The technical target is derived by measuring the vertical height of the triangle and applying this length to the new breakout level.

• Ascending triangles are among the most reliable of all technical patterns because both supply and demand are easily defined.

• The defining characteristic of ascending triangles is the pattern of rising lows and a series of equal highs. This combination of points can be connected to form a right angle triangle. If a stock violates any part of the triangle during its formation the pattern it should be considered void and trading positions should be abandoned.

• Triangles are about indecision and as such volume should slow noticeably as the pattern is being constructed. It is most important that volume surge as the stock rallies through the reaction high. This tells the technical trader that supply has been absorbed, short covering is rampant and the next leg of the bull phase is about to begin.

• Upside breakouts often lead to small 2-3% rallies followed by an immediate test of the breakout level. If the stock closes below this level (now support) for any reason the pattern becomes invalid.

This pattern typically occur after a stock has had a strong move higher due to a positive fundamental development. Investors come to believe that much higher stock prices are justified given the improved fundamental outlook but a large portion of investors that were smart enough to have bought the stock at much lower prices disagree. These "smart money" investors consider the extreme optimism as little more than an opportunity to liquidate positions. Using fundamental metrics, they set a price to sell their large blocks of stock and wait. In effect, they are beginning a distribution process based on their interpretation of fair value. The first step in the distribution process occurs after one particularly bullish fundamental development. The stock surges to a new high and Wall Street analysts begin pounding the table with new "buy" recommendations.

The increased volume is a perfect opportunity for the smart money to liquidate positions. They begin selling and the rally is stopped in its tracks creating a small top (top #1). As buyers realize that there is plenty of supply at this level prices begin to falter and in short order the stock trades back to a previous intermediate term support level. Because this low is the reaction to the previous rally to new highs, it is often called the reaction low. In this very limited sense, ascending triangles are very much like double and triple tops -- rising demand meets entrenched supply. In fact, because the fundamental news is so strong Wall Street analysts dismiss the weakness as simple profit taking and a new rally soon begins.

On strong volume the stock surges toward the recent high where it is once again rebuffed by aggressive sellers (top #2). It is at this point that speculators recognize a trend and they begin adding new short positions just beneath the recent high. This added selling pressure should push the stock significantly lower but bullish enthusiasm is rampant. The stock does move lower but the pull back is subdued, in fact, the stock does not reach the reaction low set in the aftermath of the first move to new highs.

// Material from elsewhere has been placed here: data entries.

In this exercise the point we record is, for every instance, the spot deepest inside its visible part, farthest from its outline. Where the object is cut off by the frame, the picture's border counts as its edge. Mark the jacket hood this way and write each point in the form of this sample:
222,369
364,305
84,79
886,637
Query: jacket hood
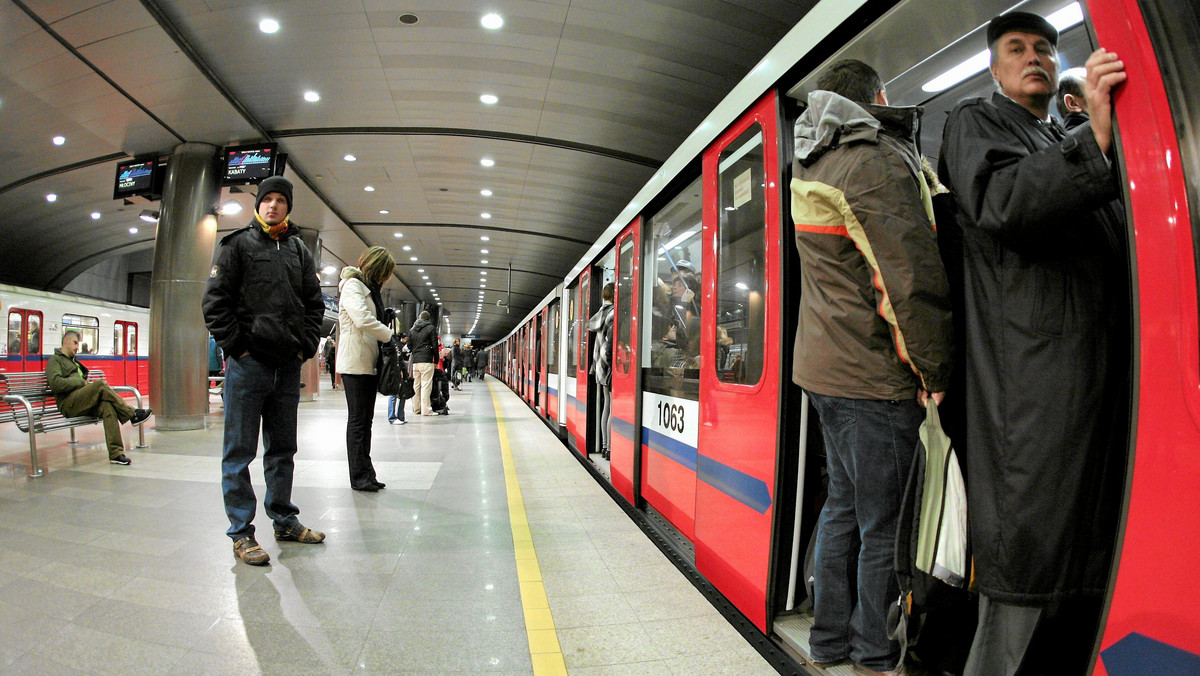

Days later another positive development occurs and the stock begins moving toward the recent high on very strong volume. Speculators step-up and add to their short positions but the supply of stock from smart money investors is being satiated. It soon becomes clear that buyers are going to win this battle because sellers are running out of stock to sell. As the stock pierces what had been strong resistance a strange dynamic occurs, those traders that had been selling the stock short at the recent high are motivated to cover short positions to cut losses -- thereby creating increased demand for the stock at a time when supply has been severely curtailed. Against this backdrop ongoing bullish enthusiasm leads to a spectacular price breakout on strong volume. Very soon after the breakout several fundamental analysts make positive comments, aggravating the imbalance between supply and demand. Weeks later the stock surges to a substantial new high. In this rareinstance smart money investors are trumped by ongoing bullish fervor and the level that had been resistance becomes important support.